Indian Railways has made slight changes in fares with effect from December 26, 2025, by increasing 1 paise per km for ordinary class tickets and 2 paise per km for Mail/Express non-AC and all AC classes for journeys above 215 km. No changes will be applicable on suburban services, monthly season tickets or ordinary journeys up to 215 km. For non-AC travel of 500 km, passengers will have to pay around Rs 10-14 more. The change, which is the second in 2025 after the July hike that brought in revenue of Rs 700 crore, is expected to yield an additional revenue of Rs 600 crore by March 2026.
All this comes amid ongoing efforts to tackle black marketing of Tatkal tickets. Railway Minister Ashwini Vaishnav told Parliament on December 11, 2025 that 3.02 crore suspicious IRCTC user IDs have been deactivated since January 2025, due to which daily new registrations have come down from about 1 lakh to 5,000. Mandatory Aadhaar-based authentication and phased OTP verification for online tatkal booking from July 2025 has improved the availability of confirmed tickets in 65-95% of monitored trains, along with deployment of anti-bot tools like AKAMAI.

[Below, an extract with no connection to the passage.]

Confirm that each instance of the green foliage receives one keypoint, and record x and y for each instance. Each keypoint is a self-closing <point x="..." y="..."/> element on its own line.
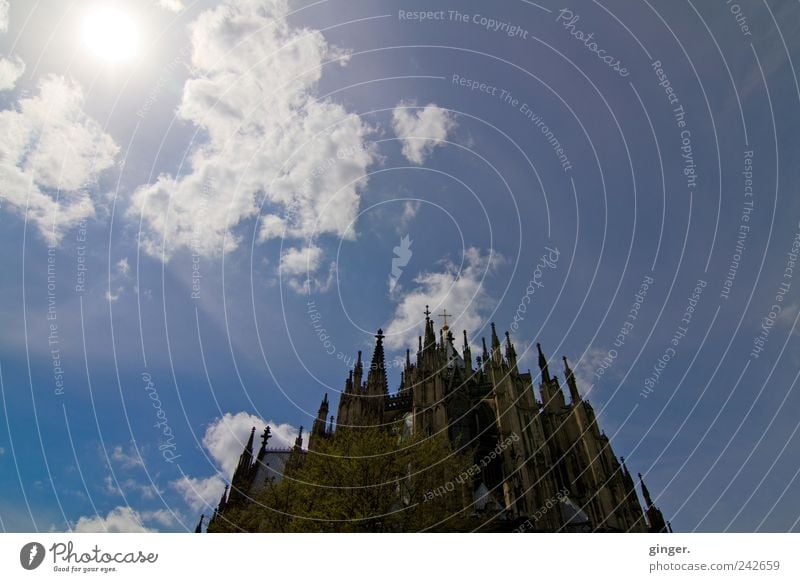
<point x="365" y="480"/>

Despite these measures, passengers continue to complain of frustration: Tatkal quotas are often exhausted within seconds, and platforms like Telegram are accused of automated bots and unauthorized agents selling tickets at premium prices. Recent social media complaints have highlighted glitches in the site during peak booking times, although no verified reports of specific bot names (e.g. ‘Gadar’, ‘SpaceX’, ‘Tesla’, ‘Avenger’) or direct threats from agents have emerged in late 2025. Railways encourages reporting of suspicious PNRs through the National Cyber Crime Portal and maintains multi-layer cyber security.
Although reforms have curbed some wrongdoing, end users still face challenges during peak demand times, underscoring the need for continued vigilance against black-marketing gangs.